Hay acción. Mucha. Descrita con esa plasticidad con la que Homero -o quien fuera- sobresale entre todos. ¡Esas comparaciones! ¡Esas descripciones de las batallas (la manera en que las armas hieren los cuerpos atravesando las armaduras y los huesos, desgarrando la carne; el retumbar de las armas; los vaivenes de victorias y derrotas; las idas y venidas)! ¡Los combates singulares cuerpo a cuerpo! ¡Las bravatas! ¡Las acciones y reacciones de los guerreros que tan pronto se envalentonan como se acobardan! ¡Qué gran director de cine se ha perdido! (si John Ford era tuerto, ¿por qué no un ciego?).
Hay excelentes personajes fieles a quienes son. El astuto Ulises, siempre entre los mejores aunque le falte algo de planta. El voluble y algo vanidoso Paris, que aparece en el campo de batalla ataviado con una piel de leopardo (deliciosa la bronca de hermano mayor que le dedica Héctor reprochándole no el ser cobarde, sino un bandarra). Agamenón, insuperable representante del poder, preocupado siempre por mantenerlo, pero también por su hermano menor, el traicionado Menelao. Héctor, siempre humano (hay quien diría que casi "se come" la película), quien, como Ulises, hubiera preferido no luchar, pero se siente obligado a ello porque "ha aprendido a ser valiente". Y, como no, Aquiles, el joven héroe hijo de una diosa que comienza comportándose poco más que como un adolescente enfurruñado porque le ningunean y, después, a través de la amistad y la muerte, acepta y aprende a morir como un hombre.
Hay, pues, amistad, hay amor (entre amigos, entre marido y mujer, entre padres e hijos). Hay, por supuesto, venganza. Hay compasión hacia los hombres que, aun si son héroes y, por tanto, más altos, más fuertes y más valientes, también están condenados a morir cuando llegue su día, a diferencia de los dioses inmortales. Hay duelo -por los compañeros, por los esposos, por los amigos, por los hijos- y hay reconciliación -la maravillosa escena final entre Príamo, padre de Héctor, y Aquiles-. Hay frases inolvidables. Hay sabiduría literaria para decidir cuándo empezar y cuándo concluir un relato -no hace falta que veamos morir a Aquiles, sabemos, como él lo sabe, que morirá en Troya-. ¿Qué mas se puede pedir?

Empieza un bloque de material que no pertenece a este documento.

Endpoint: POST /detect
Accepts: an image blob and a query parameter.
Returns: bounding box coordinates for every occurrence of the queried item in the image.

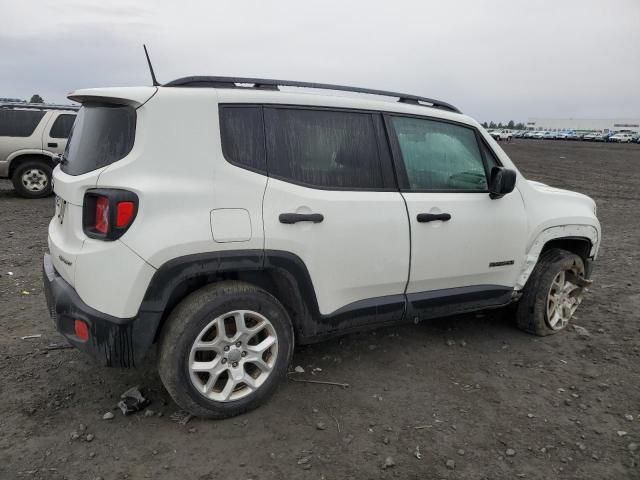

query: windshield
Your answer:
[60,104,136,175]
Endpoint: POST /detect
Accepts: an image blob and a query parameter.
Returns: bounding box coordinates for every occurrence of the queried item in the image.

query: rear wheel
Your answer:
[158,282,293,418]
[11,160,53,198]
[516,248,586,336]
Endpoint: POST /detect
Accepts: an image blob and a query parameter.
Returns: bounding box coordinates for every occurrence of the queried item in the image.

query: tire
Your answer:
[158,281,294,418]
[516,248,584,336]
[11,160,53,198]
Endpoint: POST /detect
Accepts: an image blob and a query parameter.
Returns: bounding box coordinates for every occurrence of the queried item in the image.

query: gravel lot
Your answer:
[0,140,640,480]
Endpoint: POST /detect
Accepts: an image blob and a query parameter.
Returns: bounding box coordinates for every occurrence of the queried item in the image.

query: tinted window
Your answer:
[60,104,136,175]
[220,107,266,172]
[392,117,487,191]
[264,108,383,189]
[49,114,76,138]
[0,108,45,137]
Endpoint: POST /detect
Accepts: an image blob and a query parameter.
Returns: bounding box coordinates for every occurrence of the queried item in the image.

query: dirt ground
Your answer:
[0,140,640,480]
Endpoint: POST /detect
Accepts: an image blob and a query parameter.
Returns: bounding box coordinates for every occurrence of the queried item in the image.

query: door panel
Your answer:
[403,192,527,293]
[385,115,528,316]
[263,178,409,315]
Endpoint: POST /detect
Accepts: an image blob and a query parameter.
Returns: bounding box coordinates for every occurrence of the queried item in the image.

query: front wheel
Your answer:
[11,160,53,198]
[516,248,587,336]
[158,281,293,418]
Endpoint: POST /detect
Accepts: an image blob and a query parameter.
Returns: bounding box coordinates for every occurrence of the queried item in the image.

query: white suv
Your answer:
[0,103,78,198]
[43,77,600,418]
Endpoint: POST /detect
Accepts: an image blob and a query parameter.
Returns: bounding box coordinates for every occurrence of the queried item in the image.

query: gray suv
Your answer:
[0,103,77,198]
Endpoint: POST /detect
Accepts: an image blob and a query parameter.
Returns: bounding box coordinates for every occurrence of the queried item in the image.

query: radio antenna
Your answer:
[142,44,162,87]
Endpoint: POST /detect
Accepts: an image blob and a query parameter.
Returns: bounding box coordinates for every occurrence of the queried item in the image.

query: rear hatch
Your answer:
[49,87,156,286]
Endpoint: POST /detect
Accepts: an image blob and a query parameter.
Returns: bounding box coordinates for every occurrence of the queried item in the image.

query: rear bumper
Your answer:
[42,254,155,368]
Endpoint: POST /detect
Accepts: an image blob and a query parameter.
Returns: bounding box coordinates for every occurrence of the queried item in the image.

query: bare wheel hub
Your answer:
[21,168,49,192]
[188,310,278,402]
[227,347,242,362]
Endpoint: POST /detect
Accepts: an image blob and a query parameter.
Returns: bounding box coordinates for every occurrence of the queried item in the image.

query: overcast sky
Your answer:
[0,0,640,121]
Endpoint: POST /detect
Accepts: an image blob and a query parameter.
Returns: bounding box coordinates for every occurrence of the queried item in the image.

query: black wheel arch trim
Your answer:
[138,249,513,352]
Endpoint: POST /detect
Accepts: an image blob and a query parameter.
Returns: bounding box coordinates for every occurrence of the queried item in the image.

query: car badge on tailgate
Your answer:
[56,197,67,225]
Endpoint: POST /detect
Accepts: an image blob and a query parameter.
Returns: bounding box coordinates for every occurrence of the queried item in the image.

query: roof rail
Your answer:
[163,76,461,113]
[0,102,80,110]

Para quien todavía esté en dudas, propongo abrir el libro, no por una página al azar, sino por un lugar bien preciso. Canto VI, despedida entre Héctor y Andrómaca, su mujer. Ambos saben que Héctor va a morir y que Troya será arrasada. Andrómaca será esclavizada y el pequeño hijo de ambos -Astaniacte, al que su padre prefiere (?) llamar Escamandrio-, todavía un bebé, también encontrará acaso la muerte. Se trata de una de las escenas más hermosas de toda la historia de la literatura: el pequeño se asusta del tremolante penacho del casco de su padre; Héctor, tras quitarse el casco y dejarlo a un lado, toma al niño en sus brazos y lo mece soñando para su hijo un futuro que, casi con seguridad, no tendrá; Andrómaca ríe entre lágrimas; Héctor acaricia su rostro. Después de dejar a su mujer, Héctor se reúne con Paris -que ha desaparecido del campo de batalla para aparecer en la cama de Helena- y le dedica su fraternal rapapolvo. ¡Para que luego algún experto erudito venga con que la Ilíada es la obra de un torpe compilador!